Article websites that are of value to real people have survived and grown in importance. Getting a link from them takes a great deal of time, effort and patience but it works.
So, for example, writing something highly original and informative for a site like Wikipedia can work and referencing your website as the source of that information (in other words the link to you) is completely legitimate.
In short, article sites are alive and well and getting links from the better ones is still a valid SEO activity.
Not all guest blogging is dead
Matt Cutts is not saying all guest blogging is dead. He makes the point that he wants to “highlight that a bunch of low-quality or spam sites have latched on to ‘guest blogging’ as their link-building strategy, and [Google] sees a lot more spammy attempts to do guest blogging”.
So as with articles any blog that has sprung up, or springs up, for the sole purpose of guest blogging is going to be sidelined very quickly. Google already knows how to spot such article sites and the process for doing the same with blogs is almost identical.
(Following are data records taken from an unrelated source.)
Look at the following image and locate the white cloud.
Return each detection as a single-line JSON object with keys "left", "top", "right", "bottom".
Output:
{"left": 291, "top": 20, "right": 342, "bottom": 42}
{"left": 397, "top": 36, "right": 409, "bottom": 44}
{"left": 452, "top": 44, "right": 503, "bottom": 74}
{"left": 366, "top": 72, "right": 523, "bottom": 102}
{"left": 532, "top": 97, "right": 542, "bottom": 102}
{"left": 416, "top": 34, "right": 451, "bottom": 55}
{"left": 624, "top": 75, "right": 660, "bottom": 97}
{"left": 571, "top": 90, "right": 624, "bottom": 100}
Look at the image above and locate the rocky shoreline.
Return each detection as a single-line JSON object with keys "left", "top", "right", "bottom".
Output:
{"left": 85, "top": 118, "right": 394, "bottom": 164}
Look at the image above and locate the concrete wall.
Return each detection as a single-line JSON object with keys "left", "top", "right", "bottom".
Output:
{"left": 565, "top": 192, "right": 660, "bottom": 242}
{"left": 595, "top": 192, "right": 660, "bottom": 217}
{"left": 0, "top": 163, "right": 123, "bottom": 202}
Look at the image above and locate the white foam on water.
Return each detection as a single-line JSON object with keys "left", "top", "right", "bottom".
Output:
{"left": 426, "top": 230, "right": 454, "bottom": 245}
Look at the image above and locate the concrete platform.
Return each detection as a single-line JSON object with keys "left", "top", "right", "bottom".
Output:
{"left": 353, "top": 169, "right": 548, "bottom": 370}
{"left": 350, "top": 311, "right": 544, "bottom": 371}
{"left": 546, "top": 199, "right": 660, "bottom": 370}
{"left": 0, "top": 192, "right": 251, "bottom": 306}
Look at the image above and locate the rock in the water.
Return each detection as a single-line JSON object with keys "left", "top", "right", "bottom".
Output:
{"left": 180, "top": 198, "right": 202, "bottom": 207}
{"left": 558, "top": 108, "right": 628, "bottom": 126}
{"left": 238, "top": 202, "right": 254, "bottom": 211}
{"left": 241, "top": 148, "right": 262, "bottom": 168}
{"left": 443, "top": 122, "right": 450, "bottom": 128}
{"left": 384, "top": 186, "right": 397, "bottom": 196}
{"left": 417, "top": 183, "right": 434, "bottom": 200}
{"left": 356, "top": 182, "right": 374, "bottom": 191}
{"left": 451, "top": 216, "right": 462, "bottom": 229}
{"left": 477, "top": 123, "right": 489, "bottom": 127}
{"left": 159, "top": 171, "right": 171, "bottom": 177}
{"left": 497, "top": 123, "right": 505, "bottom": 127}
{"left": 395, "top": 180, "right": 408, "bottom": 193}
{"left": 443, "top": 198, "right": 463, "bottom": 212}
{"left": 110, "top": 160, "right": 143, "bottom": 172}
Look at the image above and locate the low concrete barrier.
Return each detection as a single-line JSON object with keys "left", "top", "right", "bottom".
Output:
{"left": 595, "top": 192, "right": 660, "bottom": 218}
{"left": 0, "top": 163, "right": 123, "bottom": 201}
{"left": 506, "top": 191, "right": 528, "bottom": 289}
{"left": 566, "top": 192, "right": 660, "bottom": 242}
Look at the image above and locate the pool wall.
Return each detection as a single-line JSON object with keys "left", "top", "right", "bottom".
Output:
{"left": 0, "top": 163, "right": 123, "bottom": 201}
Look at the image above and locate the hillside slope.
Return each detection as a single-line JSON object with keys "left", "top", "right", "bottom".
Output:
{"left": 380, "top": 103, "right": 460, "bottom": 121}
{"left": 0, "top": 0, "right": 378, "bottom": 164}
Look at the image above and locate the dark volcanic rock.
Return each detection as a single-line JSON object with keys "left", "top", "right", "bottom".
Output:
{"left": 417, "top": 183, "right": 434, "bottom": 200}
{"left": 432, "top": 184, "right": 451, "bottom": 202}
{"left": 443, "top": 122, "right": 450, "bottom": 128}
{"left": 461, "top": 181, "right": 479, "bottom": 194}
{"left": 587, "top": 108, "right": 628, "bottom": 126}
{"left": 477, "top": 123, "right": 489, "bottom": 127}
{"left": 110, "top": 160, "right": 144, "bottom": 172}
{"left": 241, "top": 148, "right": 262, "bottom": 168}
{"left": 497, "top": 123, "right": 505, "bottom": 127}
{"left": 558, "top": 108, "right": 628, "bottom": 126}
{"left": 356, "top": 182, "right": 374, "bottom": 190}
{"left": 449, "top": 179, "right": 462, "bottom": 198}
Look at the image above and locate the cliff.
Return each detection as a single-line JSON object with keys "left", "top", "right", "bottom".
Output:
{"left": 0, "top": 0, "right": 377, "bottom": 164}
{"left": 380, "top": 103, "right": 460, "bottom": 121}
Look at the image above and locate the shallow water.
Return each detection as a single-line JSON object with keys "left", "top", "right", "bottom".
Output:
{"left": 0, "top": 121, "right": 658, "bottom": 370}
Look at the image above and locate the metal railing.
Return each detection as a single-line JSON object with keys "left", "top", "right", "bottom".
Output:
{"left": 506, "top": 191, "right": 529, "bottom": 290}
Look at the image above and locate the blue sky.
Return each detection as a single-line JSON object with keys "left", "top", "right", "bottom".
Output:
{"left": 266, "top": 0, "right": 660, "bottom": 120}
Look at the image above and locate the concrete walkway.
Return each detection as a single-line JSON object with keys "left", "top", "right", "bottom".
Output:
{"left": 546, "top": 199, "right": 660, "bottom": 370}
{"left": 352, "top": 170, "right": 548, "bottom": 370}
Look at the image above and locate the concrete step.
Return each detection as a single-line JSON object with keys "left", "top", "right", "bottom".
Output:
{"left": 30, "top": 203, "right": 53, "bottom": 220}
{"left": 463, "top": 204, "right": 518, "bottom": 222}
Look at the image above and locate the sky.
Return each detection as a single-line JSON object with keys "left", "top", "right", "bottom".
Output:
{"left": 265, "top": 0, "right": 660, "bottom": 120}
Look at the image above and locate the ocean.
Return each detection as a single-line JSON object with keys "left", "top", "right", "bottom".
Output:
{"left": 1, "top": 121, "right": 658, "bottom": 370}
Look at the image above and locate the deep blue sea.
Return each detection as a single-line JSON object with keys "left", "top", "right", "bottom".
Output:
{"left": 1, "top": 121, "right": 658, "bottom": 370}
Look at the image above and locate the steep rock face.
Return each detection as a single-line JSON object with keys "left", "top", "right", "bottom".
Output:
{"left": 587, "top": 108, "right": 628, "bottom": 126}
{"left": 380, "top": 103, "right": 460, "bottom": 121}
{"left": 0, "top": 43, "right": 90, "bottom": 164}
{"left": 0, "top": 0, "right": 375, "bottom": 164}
Think about it for a moment. If Matt Cutts offered you the chance to guest on his blog would that count for nothing? Not likely! But if someone offers you space on spammyblog.com among the random ramblings of thousands of other webmasters or SEO amateurs you know deep down that it is not going to make a blind bit of difference to your rankings.
How to find a blog worth guest blogging on
Here are a few pointers if you don’t want to waste your time guest blogging in places which, for Google, have no value:
- The blog should have a stable author, or group of authors, who write the majority of the work.
- The blog should have a constant theme that is related to your website’s or page’s theme.
- The blog posts written (both by the author(s) and other guest bloggers) should be genuinely interesting and you should be able to walk away thinking “yep, what they say adds value”.
- You should expect to have to jump through many hoops before your guest blog is accepted and most of those hoops should be to prove that you are truly knowledgeable about the field in which you are writing.
Blogs to run away from
I thought I would share this example from someone who approached me with their service on fiverr:
“I have a large private network of blogs on Web 2.0 sites (eg WordPress, Tumblr, Livejournal, etc) and will scrape and spin an article related to your niche, and submit it to this private network. 1 Link Per Post. You can provide an article, or I will scrape one for free.”
Now what is wrong with that? Plenty of people say it seems to work even if it does occupy the moral low ground in terms of copying others.
It’s like this:
- a big network of blogs with no consistent subject line is going to get trashed and any juice it passed on will disappear.
- Google is getting better at spotting spun articles, another reason why such a network will fall over the edge quite quickly.
- When it does go over the edge your website will not only loose link juice, it will suddenly come into Google’s radar as a website that is receiving ‘spammy’ links. When Google follows the trail and sees this is the sort of thing you do you may well end up slapped with a manual penalty and thrown out of Google’s index.
This isn’t idle theorising. After Google uncovered the scraping software Traffic Master it was able to understand how it scraped and spun content so it was able to track down all the websites with such content and ban them as well.
“Guest blogging” schemes like this (if you can really call it guest blogging which I struggle to do) will leave you joining the endless queue of webmasters that end up on forums proclaiming their lost ranks were because of an ‘evil SEO company’.
But really you should have known better – these are exactly the kinds of systems Google spends so much time killing off and you don’t want to be anywhere nearby when it does.